ThreadTaskExecutor executes individual tasks with concurrency control. It uses a semaphore to limit the number of concurrent tasks, loads dependency contexts, runs the task with timeout protection, handles retries, and persists the result context. When claiming is enabled, it atomically claims tasks before execution and sends periodic heartbeats.

Unified Scheduler (Scheduler) drives both cron and trigger-based workflow execution from a single polling loop. It queries the database for due cron schedules, atomically claims them to prevent duplicate execution across instances, polls registered triggers respecting per-trigger intervals, and deduplicates trigger firings based on context hashes. It follows a saga pattern: create an audit record, hand off to the WorkflowExecutor, then link the result back.

DefaultDispatcher routes TaskReadyEvents to the appropriate executor based on configurable glob patterns. The Router evaluates rules in order and returns the first matching executor key, falling back to the default executor if no rules match.

RegistryReconciler manages the lifecycle of packaged workflows. It periodically compares the set of packages known to the WorkflowRegistry against what is currently registered in the global task and workflow registries, loading new packages and unloading removed ones.

DAL (Data Access Layer) provides a typed interface over all database operations. It abstracts over PostgreSQL and SQLite through the unified schema, exposing sub-DALs for contexts, pipeline executions, task executions, schedules, and more.

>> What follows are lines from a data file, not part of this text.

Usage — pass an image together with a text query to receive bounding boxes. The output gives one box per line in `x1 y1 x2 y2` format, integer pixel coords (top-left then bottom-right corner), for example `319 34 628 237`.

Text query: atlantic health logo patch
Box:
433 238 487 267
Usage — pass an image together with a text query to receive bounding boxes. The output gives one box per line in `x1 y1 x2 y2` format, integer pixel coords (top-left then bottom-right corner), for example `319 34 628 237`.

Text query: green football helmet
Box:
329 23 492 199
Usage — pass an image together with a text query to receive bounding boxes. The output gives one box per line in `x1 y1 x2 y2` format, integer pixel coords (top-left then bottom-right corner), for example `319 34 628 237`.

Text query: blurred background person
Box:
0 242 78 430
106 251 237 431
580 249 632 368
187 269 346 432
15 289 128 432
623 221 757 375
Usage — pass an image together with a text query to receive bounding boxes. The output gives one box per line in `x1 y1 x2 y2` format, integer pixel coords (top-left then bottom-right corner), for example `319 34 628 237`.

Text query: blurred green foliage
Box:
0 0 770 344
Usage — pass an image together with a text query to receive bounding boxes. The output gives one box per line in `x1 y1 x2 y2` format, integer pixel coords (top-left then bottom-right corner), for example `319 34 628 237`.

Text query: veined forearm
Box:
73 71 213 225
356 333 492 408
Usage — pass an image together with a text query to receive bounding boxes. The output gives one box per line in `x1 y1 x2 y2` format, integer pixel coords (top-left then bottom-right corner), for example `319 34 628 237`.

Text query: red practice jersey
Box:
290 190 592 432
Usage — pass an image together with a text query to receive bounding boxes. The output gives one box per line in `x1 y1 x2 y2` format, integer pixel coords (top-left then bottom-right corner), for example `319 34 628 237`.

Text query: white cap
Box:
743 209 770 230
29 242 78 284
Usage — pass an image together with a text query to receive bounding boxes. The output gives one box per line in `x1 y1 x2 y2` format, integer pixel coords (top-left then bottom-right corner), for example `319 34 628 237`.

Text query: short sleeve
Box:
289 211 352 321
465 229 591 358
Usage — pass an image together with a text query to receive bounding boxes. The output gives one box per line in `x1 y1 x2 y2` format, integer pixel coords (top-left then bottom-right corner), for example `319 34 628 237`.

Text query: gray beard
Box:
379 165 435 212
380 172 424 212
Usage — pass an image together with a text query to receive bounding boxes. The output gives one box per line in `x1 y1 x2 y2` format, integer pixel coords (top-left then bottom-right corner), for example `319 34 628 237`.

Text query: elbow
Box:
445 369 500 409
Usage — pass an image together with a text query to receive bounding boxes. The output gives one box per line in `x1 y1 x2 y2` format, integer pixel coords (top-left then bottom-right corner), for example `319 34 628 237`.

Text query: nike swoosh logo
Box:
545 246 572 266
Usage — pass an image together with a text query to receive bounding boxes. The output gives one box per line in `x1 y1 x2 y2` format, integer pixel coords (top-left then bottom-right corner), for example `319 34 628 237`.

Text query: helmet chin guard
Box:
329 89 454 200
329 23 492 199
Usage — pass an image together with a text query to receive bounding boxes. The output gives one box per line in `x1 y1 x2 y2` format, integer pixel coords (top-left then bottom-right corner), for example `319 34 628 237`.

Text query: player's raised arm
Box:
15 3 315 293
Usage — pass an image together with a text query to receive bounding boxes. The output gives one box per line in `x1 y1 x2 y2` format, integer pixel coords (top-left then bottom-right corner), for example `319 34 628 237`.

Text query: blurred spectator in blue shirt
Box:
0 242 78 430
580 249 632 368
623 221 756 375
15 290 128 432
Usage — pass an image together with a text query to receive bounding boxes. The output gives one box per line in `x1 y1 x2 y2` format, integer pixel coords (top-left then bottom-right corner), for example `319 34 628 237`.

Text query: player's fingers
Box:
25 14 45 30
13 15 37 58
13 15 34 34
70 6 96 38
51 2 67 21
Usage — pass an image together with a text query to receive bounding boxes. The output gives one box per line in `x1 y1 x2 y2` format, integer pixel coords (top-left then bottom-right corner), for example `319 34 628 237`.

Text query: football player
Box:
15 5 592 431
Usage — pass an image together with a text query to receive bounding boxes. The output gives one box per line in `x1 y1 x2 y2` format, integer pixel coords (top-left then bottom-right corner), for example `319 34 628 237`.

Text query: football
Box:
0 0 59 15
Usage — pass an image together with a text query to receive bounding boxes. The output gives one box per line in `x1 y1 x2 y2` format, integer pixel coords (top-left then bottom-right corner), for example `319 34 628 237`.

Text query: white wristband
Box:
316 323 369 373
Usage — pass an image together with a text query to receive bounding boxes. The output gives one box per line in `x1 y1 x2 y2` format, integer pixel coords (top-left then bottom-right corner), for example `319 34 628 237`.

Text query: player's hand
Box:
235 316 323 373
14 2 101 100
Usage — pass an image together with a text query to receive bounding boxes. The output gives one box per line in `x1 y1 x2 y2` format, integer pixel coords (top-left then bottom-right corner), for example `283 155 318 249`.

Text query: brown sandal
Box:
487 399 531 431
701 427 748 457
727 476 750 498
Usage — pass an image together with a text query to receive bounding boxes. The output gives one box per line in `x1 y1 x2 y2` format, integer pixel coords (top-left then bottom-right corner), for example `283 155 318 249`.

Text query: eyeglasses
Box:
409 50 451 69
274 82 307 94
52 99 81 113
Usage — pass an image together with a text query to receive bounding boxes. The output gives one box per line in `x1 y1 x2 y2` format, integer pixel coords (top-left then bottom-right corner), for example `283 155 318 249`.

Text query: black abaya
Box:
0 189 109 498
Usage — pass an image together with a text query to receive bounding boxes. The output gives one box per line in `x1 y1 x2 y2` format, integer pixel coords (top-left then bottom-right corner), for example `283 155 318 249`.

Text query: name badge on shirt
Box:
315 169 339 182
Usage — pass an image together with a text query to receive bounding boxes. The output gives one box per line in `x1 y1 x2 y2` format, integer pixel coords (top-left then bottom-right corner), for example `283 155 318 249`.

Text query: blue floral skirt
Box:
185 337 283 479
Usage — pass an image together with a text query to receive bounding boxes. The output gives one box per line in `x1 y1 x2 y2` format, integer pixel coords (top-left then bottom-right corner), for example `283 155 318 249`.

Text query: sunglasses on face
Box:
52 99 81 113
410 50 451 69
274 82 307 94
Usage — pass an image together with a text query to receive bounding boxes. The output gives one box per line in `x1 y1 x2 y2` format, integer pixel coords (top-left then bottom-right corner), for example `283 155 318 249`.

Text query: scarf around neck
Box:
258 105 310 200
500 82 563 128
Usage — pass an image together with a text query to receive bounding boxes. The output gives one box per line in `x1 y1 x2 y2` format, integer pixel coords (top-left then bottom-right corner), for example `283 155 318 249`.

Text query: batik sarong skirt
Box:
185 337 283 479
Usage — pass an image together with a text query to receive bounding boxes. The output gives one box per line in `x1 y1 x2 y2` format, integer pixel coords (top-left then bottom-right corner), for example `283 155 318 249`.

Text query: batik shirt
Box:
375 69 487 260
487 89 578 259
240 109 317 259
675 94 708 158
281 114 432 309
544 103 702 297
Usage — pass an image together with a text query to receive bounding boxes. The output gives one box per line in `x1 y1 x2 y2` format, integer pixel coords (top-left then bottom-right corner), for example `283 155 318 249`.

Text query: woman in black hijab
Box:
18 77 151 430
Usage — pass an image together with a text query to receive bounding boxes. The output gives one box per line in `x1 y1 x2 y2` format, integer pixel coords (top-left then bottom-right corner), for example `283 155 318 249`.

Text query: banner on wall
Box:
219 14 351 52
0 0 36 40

StaleClaimSweeper is a background service that detects tasks with expired heartbeats from crashed runners and resets them to Ready for re-execution. See Horizontal Scaling for details.

Data Flow

The lifecycle of a workflow execution follows this path:

sequenceDiagram
    participant Client
    participant Runner as DefaultRunner
    participant Sched as TaskScheduler
    participant Disp as DefaultDispatcher
    participant Exec as ThreadTaskExecutor
    participant DB as Database

    Client->>Runner: execute("my_workflow", context)
    Runner->>Sched: schedule_workflow_execution()
    Sched->>DB: Store context, create pipeline + tasks (atomic)
    Sched-->>Runner: pipeline_execution_id

    loop Scheduling Loop
        Sched->>DB: Get active pipelines
        Sched->>DB: Check task dependencies
        Sched->>DB: Mark ready tasks
        Sched->>Disp: TaskReadyEvent
    end

    Disp->>Exec: execute(event)
    Exec->>DB: Claim task (if claiming enabled)
    Exec->>DB: Load dependency contexts
    Exec->>Exec: Run task with timeout
    Exec->>DB: Save result context + mark completed
    Exec-->>Disp: ExecutionResult

    Note over Sched,DB: Scheduling loop detects completion
    Sched->>DB: Mark pipeline completed
    Runner-->>Client: WorkflowExecutionResult

Key design decisions in this flow:

Pipeline and tasks are created atomically in a single database transaction. This prevents the scheduling loop from seeing a pipeline before its tasks exist.
The scheduler pushes work to executors via the dispatcher rather than having executors poll the database. This reduces database load and enables pluggable execution backends.
Context persistence happens at each task boundary. Every task’s output context is saved to the database before the task is marked as completed, ensuring no data is lost if the runner crashes between tasks.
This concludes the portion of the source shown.